20. By virtue of 1 Anne, stat. 1, c. 8, §5 (1702), note
13 above. Hutchinson stated that the argument which followed had been called for in part because Samuel Sewall, “the late chief justice, who was in high esteem, had doubts of the legality of such writs.” 3
Hutchinson, Massachusetts Bay, ed. Mayo, 68. JA later concurred as to Sewall's doubts and further stated that the February argument was before that Justice. JA to Tudor, 29 March 1817, 10
JA, Works
247. There is some question whether Sewall in fact had doubts.
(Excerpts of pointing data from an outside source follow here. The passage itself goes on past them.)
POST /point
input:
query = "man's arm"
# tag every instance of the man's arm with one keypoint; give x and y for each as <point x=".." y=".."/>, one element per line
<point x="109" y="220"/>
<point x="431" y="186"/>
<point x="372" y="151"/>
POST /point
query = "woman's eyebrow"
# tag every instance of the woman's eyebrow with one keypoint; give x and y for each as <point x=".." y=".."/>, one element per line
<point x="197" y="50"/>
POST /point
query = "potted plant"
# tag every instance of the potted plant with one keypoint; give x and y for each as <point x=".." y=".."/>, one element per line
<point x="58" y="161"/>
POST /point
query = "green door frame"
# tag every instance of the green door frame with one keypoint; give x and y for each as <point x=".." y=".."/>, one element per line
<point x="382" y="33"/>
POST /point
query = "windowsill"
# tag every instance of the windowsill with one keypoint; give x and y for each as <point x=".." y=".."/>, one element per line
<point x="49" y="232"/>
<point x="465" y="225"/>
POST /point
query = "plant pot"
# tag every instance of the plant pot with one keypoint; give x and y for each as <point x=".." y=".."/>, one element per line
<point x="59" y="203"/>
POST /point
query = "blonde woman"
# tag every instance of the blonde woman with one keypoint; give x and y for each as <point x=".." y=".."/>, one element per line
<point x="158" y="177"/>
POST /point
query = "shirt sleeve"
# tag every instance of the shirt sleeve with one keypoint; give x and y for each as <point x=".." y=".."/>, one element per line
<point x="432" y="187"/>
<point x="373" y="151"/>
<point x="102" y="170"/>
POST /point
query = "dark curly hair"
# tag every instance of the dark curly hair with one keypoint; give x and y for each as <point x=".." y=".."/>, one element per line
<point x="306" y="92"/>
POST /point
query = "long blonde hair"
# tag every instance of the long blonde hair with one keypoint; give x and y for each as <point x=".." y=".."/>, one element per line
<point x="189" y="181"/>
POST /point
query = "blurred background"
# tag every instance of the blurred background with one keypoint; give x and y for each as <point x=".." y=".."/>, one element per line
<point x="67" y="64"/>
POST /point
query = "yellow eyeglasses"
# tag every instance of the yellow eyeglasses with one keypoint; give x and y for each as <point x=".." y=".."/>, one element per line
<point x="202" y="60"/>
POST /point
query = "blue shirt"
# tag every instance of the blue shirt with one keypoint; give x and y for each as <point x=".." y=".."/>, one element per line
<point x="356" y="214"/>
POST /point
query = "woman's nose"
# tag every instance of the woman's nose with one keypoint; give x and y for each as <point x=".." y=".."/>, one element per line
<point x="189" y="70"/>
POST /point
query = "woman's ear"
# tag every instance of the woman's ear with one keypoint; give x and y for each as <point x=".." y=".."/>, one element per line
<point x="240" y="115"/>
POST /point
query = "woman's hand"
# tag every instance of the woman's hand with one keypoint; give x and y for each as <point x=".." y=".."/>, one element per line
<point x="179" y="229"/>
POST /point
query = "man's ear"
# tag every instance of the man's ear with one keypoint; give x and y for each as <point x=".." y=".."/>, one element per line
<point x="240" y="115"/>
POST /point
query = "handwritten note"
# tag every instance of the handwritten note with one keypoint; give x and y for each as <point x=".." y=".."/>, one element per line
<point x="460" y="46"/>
See Malcolm Freiberg, Prelude to Purgatory: Thomas Hutchinson in Provincial Massachusetts Politics, 1760–1770, p. 13 note (Brown Univ. doctoral dissertation, 1950). Whatever his views, he had died in Sept. 1760, so that he could not have heard the Feb. 1761 argument. See
Whitmore, Mass. Civil List
70;
Quincy, Reports (Appendix) 409. Since Hutchinson was commissioned as chief justice on 13 Nov. 1760 and took his seat on the bench on 30 Dec., only three days after George II's death was known in Boston, it would seem that JA was also in error in stating that Hutchinson was appointed expressly to decide the writs question in the Crown's favor. See
Quincy, Reports (Appendix) 408–411 note.